Il tessuto immaginifico del paesaggio è punteggiato da riferimenti precisi incastonati con sorprendente attenzione alle simmetrie; per un certo numero di segmenti del canzoniere, ciascuna lirica possiede un’anima che si chiama Pollino, Aspromonte, Sila, Salento, Murge, Gargano, o ancora Siracusa, Taranto, Ostuni, Sibari e poi gli squarci su Adriatico, Jonio ed Egeo ma anche Mesopotamia, Libia e Libano per chiudersi idealmente su Dalmazia e Montenegro.
È la poesia a cogliere gli aspetti più profondi e misteriosi che nessuna guida, o nessuna indicazione di depliant, potrà mai fornire al “turista”: la restituzione di immagini e suoni profondi del passato, non per far rivivere ma per lasciar “vivere” ciò che è e sarà sempre, anche a prescindere dallo stato di vestigia in cui appare. Gli accenni al turista, alle macchine, all’acciaio, al presente, costituiscono un lampeggiante riferimento stilizzato alla vergogna prosaica e volgare che stride nel testo di alcune liriche e stabilisce un confine forte di dimensione esistenziale; si pensi al confronto tra la solennità delle atmosfere eroiche emergenti dal passato e l’onta dell’”ultimo sequestrato in una buca”, sulle montagne di Calabria. Oppure, in Gemono, dove sembra circostanziarsi un presente lontano e vicino insieme, comunque “mediterraneo”, comunque universalmente storico, comunque terribile e guerresco, ferino e immenso.
L’attenzione metrico-ritmica di Ferrante è perfettamente accordata all’aulicità dei temi trattati e delle attentissime, quasi maniacali, scelte lessicali di cui il poeta veste con sapienza l’andamento monotonico e di squisita musicalità interiore del suo verseggiare; le parole si rincorrono, si attraggono, vibrano per simpatia (“sorgono”/ “gorgo”), e di esse colpisce efficacemente soprattutto la misura estrema delle scelte riferite ai pesi: mai sovrabbondanti, mai di semplice appoggio o di transito.

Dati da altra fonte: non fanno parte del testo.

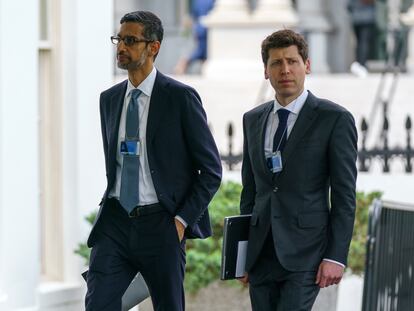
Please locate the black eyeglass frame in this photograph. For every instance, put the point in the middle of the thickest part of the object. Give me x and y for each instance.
(128, 40)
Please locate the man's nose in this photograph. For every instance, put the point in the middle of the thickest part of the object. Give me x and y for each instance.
(121, 46)
(285, 67)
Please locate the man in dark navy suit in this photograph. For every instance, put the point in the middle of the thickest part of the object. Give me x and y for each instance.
(162, 169)
(299, 177)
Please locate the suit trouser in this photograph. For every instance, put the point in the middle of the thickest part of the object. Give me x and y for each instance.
(273, 288)
(148, 244)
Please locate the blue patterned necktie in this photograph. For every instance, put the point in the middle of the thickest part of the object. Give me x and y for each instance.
(279, 140)
(129, 194)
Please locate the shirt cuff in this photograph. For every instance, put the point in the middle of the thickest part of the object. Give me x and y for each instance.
(182, 221)
(336, 262)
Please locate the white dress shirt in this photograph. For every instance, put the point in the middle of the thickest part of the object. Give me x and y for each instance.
(294, 107)
(273, 120)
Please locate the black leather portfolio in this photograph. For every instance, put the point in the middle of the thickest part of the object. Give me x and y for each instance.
(235, 236)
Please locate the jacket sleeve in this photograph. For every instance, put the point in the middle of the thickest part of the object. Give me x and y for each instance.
(342, 155)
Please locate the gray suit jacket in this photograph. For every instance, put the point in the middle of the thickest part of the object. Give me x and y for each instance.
(310, 205)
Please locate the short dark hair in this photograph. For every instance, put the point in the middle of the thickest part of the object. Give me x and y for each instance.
(153, 29)
(283, 39)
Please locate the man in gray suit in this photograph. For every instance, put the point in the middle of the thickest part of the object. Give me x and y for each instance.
(298, 177)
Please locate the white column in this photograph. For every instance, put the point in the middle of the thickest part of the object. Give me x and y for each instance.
(315, 25)
(235, 36)
(277, 12)
(19, 177)
(408, 19)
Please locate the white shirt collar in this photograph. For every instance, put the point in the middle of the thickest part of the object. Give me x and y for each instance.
(145, 86)
(294, 106)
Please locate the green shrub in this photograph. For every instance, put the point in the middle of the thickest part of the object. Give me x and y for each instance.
(357, 250)
(204, 256)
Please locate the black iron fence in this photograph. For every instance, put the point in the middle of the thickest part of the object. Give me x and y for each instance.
(389, 270)
(383, 152)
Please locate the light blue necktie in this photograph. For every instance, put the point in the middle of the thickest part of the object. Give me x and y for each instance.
(129, 194)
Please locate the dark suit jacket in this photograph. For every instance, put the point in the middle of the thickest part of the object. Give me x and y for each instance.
(182, 155)
(310, 205)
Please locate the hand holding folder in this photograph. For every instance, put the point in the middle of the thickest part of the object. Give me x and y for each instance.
(235, 237)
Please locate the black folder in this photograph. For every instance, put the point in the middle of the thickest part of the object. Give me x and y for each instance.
(235, 236)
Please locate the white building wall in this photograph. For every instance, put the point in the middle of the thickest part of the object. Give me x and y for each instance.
(84, 63)
(19, 172)
(87, 63)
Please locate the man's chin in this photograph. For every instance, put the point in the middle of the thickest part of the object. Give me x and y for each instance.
(122, 66)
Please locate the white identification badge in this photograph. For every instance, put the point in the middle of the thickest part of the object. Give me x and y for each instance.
(130, 147)
(276, 162)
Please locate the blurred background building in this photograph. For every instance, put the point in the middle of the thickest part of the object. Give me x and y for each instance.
(56, 58)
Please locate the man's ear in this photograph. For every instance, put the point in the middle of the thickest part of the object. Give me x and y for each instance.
(154, 47)
(307, 66)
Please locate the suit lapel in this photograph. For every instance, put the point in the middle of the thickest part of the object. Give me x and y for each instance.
(156, 104)
(306, 118)
(262, 123)
(115, 110)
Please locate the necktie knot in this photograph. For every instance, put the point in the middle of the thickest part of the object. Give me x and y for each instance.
(135, 93)
(283, 115)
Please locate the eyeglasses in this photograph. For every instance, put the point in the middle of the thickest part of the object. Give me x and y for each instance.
(128, 40)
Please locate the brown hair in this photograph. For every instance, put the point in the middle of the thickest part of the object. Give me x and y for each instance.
(283, 39)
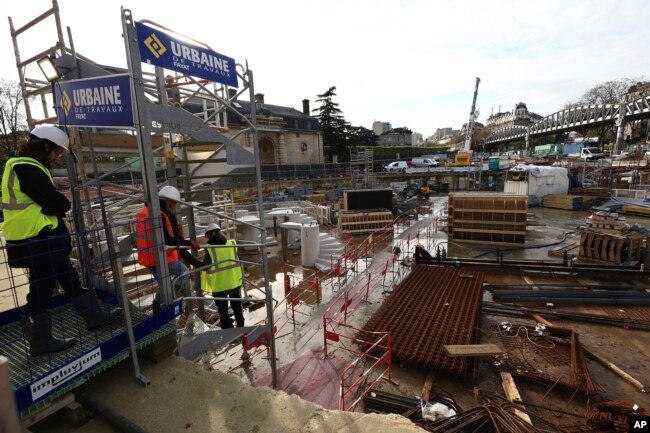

Sono tutte parole titolari, valide in sé, e sfilano agili e corpose nello sviluppo verticale dei versicoli, come anelli di una collana, diseguali e apparentate, allitteranti (“il tempio greco scardinato dal tempo”) e sinestetiche (“Oggi ribolle nel bacile d’Oriente l’oro antico”). La giostra dei rimandi fonici accresce ovunque la tensione espressiva e colora i contenuti di un’espressività capace di rinnovarsi nell’uniformità cadenzata dei senari e dei settenari che, di strofetta in strofetta, ed anche nei prevalenti distici conclusivi di ciascun segmento lirico, affiorano ora gradevoli ed ora potentemente stridenti dai brevi versi tagliati, a vantaggio di un andamento che risulta solo graficamente sottile, quando al contrario propone un respiro ampio e avvolgente alla lettura.